Article Preview
TopThe performance of the emotional scene detection is largely dependent on the accuracy and efficiency of the facial expression recognition. While there are various approaches to recognize facial expressions (Tian, Kanade & Cohn, 2011), our approach is based on the geometric features taking into consideration the tradeoff between the accuracy and efficiency. The geometric features can describe the shape and locations of salient facial components such as eyebrows, eyes, and a mouth.
For example, 3D models of the faces are used as the geometric features in order to accurately recognize facial expressions (Wang, Yin, Wei & Sun, 2006; Soyel & Demirel, 2007). They can be very precise and effective for accurate recognition. In the lifelog video retrieval, however, it will be difficult to prepare 3D facial features within reasonable cost because of a large amount of video data.

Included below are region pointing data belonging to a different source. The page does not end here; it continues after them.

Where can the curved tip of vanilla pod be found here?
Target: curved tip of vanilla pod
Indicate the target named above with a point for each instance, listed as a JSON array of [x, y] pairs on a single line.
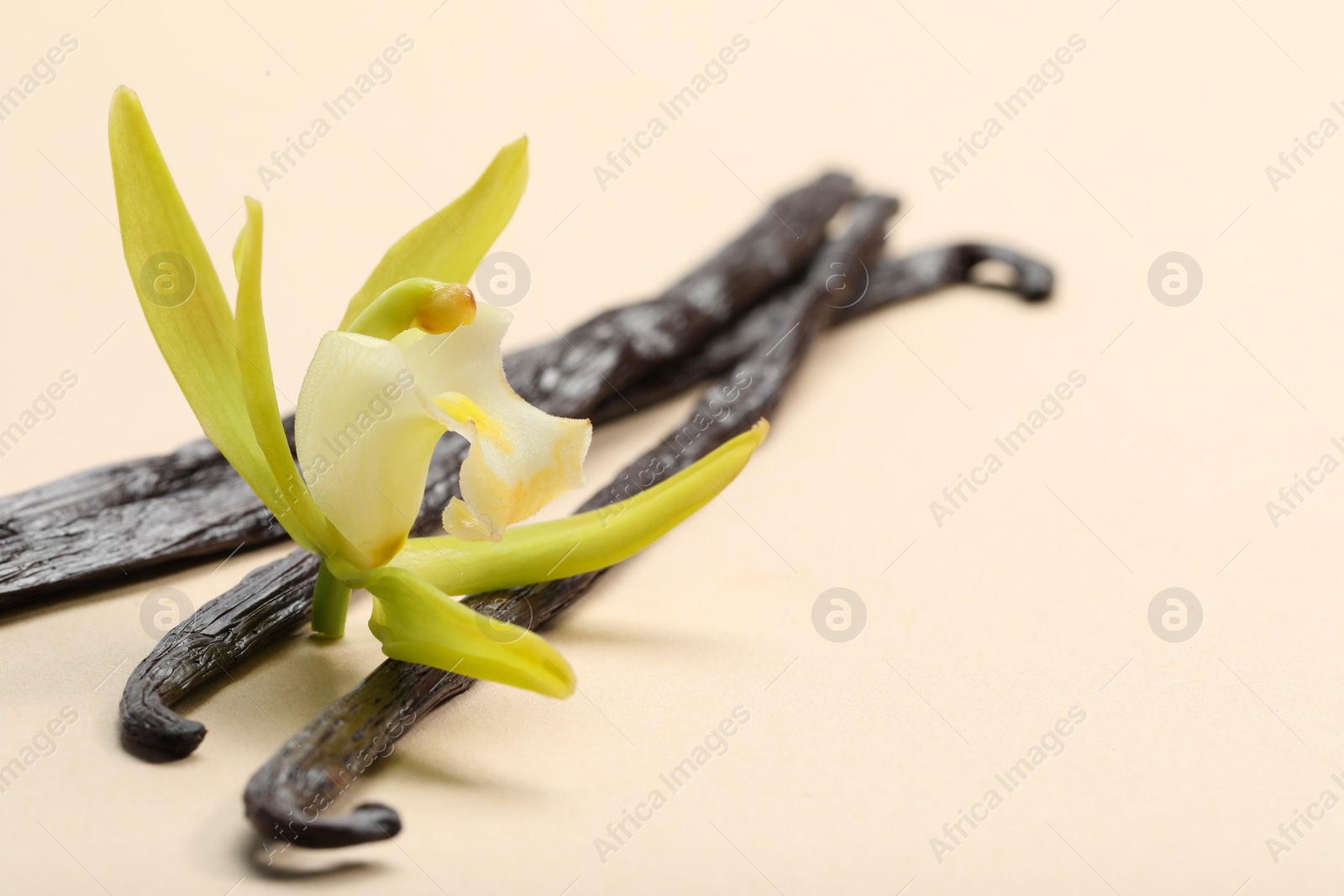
[[367, 824], [155, 732], [1028, 278]]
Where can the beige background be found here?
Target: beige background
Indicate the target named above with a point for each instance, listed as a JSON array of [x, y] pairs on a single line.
[[1030, 600]]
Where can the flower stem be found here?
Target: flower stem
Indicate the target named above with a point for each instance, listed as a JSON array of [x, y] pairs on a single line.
[[331, 602]]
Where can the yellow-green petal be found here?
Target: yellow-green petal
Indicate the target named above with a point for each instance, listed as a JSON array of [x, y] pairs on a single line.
[[420, 624], [181, 295], [450, 244], [581, 543], [304, 520]]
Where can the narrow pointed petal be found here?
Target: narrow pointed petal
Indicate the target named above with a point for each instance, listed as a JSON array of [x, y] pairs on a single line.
[[304, 520], [585, 542], [420, 624], [365, 443], [522, 457], [450, 244], [181, 295]]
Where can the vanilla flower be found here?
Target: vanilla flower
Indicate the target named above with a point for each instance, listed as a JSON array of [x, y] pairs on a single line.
[[414, 358]]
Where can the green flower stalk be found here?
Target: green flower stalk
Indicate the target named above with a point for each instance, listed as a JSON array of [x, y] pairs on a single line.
[[414, 358]]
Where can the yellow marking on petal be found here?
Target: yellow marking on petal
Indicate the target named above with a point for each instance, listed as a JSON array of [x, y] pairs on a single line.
[[464, 410]]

By using several salient facial feature points (e.g., the end points of a mouth) on a 2D coordinate system, the geometric features can be more concise. They are defined as the positional relationships of the facial feature points such as the distance between two points (Esau, Wetzel, Kleinjohann & Kleinjohann, 2007; Hupont, Cerezo & Baldassarri, 2010). We adopt the geometric features represented by the positional relationships of a few facial feature points because of the conciseness and the better understandability of the facial features.